宇竜船でナミのために助けを呼んでいたときとおなじような声でした。
それから、授業中の教室のなかまでとどろくほどの大きな音が、廊下から聞こえたのです。
「今のは、なんの音ですか?」
シーノ先生が廊下のほうを向きました。
でも、廊下を見に行ったのは、シーノ先生よりもタクミのほうが早かったのです。
(さっきの音……ブルムゾーンじゃなかったらいいんだけど……)
そんな風にねがっていましたけれど、じっさいのところ外に出てみれば、ロッカーがひどいことになっていました。
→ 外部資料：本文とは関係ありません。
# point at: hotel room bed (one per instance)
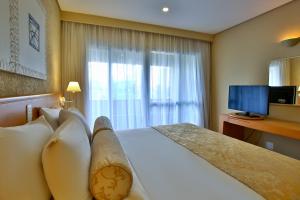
(169, 171)
(184, 161)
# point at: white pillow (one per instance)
(66, 161)
(21, 171)
(51, 115)
(73, 112)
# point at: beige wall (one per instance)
(241, 56)
(295, 71)
(16, 85)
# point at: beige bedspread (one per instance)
(272, 175)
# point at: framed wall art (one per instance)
(24, 33)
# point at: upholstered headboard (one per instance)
(13, 110)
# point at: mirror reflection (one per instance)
(284, 77)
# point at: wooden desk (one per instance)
(234, 127)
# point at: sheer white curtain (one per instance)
(279, 72)
(140, 79)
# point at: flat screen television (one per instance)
(252, 100)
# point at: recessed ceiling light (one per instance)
(165, 9)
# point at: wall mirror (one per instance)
(284, 77)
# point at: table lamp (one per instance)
(73, 87)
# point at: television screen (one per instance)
(283, 94)
(252, 99)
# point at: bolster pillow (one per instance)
(102, 123)
(110, 174)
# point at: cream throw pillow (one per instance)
(21, 171)
(110, 174)
(66, 161)
(51, 115)
(73, 112)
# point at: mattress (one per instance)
(169, 171)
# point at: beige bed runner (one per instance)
(272, 175)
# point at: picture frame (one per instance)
(24, 34)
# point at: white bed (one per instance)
(169, 171)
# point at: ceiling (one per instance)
(208, 16)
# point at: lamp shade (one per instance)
(73, 87)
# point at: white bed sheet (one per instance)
(168, 171)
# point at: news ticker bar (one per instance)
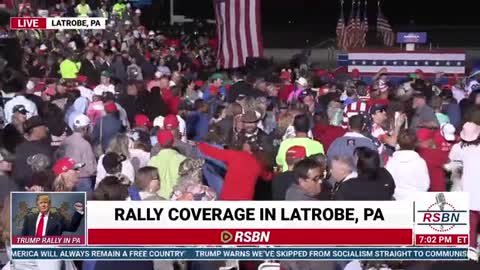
(241, 253)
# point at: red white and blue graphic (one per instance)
(400, 62)
(442, 219)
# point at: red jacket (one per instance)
(435, 159)
(285, 92)
(243, 171)
(326, 134)
(173, 104)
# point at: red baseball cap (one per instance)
(81, 78)
(425, 134)
(419, 74)
(285, 75)
(65, 164)
(164, 137)
(110, 107)
(170, 122)
(355, 73)
(296, 152)
(141, 120)
(199, 83)
(50, 91)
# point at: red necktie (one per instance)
(40, 226)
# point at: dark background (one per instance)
(306, 23)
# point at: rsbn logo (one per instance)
(441, 216)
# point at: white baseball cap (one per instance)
(448, 132)
(302, 82)
(81, 120)
(30, 85)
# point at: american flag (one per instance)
(238, 31)
(384, 29)
(349, 39)
(358, 28)
(340, 30)
(364, 26)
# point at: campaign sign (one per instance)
(413, 37)
(48, 218)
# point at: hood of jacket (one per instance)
(406, 156)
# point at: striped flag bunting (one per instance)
(238, 31)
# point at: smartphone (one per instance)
(397, 114)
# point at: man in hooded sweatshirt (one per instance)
(409, 170)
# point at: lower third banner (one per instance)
(241, 253)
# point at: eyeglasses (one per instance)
(317, 178)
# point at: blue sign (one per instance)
(413, 37)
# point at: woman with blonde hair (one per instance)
(190, 186)
(118, 145)
(146, 186)
(66, 174)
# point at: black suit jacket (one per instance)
(56, 224)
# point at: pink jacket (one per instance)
(95, 111)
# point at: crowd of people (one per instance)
(128, 113)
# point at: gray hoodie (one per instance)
(345, 146)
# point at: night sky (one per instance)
(305, 23)
(325, 12)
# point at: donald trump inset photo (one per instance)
(50, 223)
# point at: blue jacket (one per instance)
(212, 171)
(111, 126)
(207, 95)
(197, 125)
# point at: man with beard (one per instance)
(78, 147)
(13, 132)
(36, 134)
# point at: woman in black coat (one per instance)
(373, 183)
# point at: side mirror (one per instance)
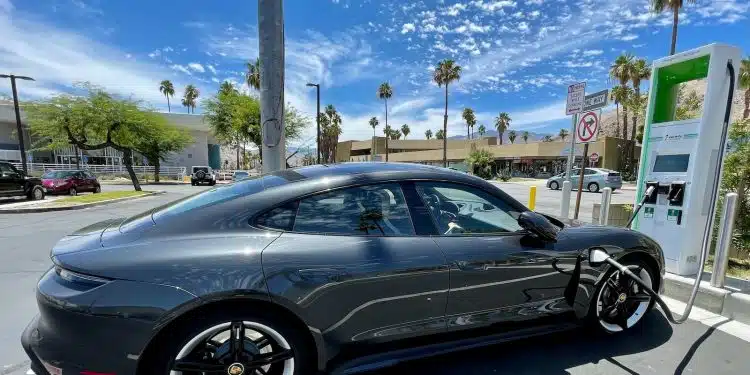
(538, 225)
(597, 256)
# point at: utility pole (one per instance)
(317, 120)
(271, 33)
(19, 127)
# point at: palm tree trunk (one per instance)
(675, 21)
(445, 129)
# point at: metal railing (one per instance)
(177, 172)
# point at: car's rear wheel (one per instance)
(236, 344)
(620, 302)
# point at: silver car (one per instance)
(594, 179)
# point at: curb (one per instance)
(732, 304)
(77, 207)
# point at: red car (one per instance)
(70, 182)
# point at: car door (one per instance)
(499, 272)
(352, 264)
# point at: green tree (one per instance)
(252, 75)
(162, 140)
(446, 72)
(512, 136)
(405, 130)
(92, 122)
(385, 92)
(620, 71)
(470, 119)
(674, 6)
(374, 124)
(166, 88)
(502, 123)
(563, 134)
(619, 95)
(480, 161)
(744, 81)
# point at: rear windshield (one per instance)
(58, 174)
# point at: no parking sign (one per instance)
(587, 128)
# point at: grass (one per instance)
(739, 268)
(90, 198)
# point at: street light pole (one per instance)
(19, 128)
(317, 120)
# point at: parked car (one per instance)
(594, 179)
(239, 175)
(203, 174)
(71, 182)
(363, 265)
(14, 183)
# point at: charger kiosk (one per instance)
(680, 158)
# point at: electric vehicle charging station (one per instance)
(682, 160)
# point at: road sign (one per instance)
(576, 93)
(596, 100)
(587, 128)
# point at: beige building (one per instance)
(539, 156)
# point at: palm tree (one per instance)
(471, 119)
(385, 92)
(512, 136)
(166, 88)
(563, 134)
(405, 130)
(659, 6)
(620, 70)
(374, 124)
(446, 72)
(502, 123)
(252, 76)
(620, 95)
(745, 84)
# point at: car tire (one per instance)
(627, 313)
(36, 194)
(279, 336)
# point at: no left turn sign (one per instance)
(587, 128)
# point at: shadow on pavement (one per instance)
(550, 355)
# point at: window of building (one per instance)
(378, 210)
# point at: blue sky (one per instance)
(518, 56)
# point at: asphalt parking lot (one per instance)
(656, 347)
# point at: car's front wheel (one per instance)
(237, 343)
(620, 302)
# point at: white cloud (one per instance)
(196, 67)
(408, 27)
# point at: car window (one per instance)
(459, 209)
(363, 210)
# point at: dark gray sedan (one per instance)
(342, 268)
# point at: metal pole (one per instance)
(571, 155)
(604, 208)
(19, 127)
(726, 228)
(271, 33)
(565, 203)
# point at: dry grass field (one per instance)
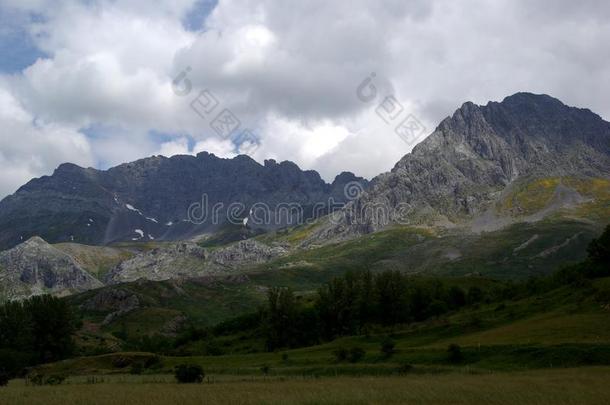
(552, 387)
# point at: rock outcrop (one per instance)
(162, 198)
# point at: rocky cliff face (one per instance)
(461, 170)
(162, 198)
(35, 267)
(189, 260)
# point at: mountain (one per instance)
(162, 198)
(35, 267)
(475, 162)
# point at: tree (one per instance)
(475, 295)
(36, 330)
(387, 347)
(189, 373)
(599, 254)
(455, 353)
各教室の外、廊下にはたくさんのロッカーがならんでいます。カバンをはじめ、荷物をしまっておくための場所です。
そのうちの1つがむりやり開かれていました。
タクミが使っているロッカーです。
ロッカーに近づいていきました。扉には、内がわから、体当たりをしたあとがのこっていました。
さいしょ、タクミは黒い竜がブルムゾーンを見つけたのだと思いました。
でも、ちがうのです。
(ブルムゾーンが開けたんだ。でも、なんで?)
授業中でしたから、見ていた人もいそうにありません。
目に見えない固いものを胸に押しつけられているような気がしました。不安な気持ちがまるで、形を持っているみたいです。
(とにかく、さがさなくちゃ!)
タクミは走り出しました。
玄関の扉にもぶつかったようすがあります。
だから、まずタクミは玄関へと走っていきました。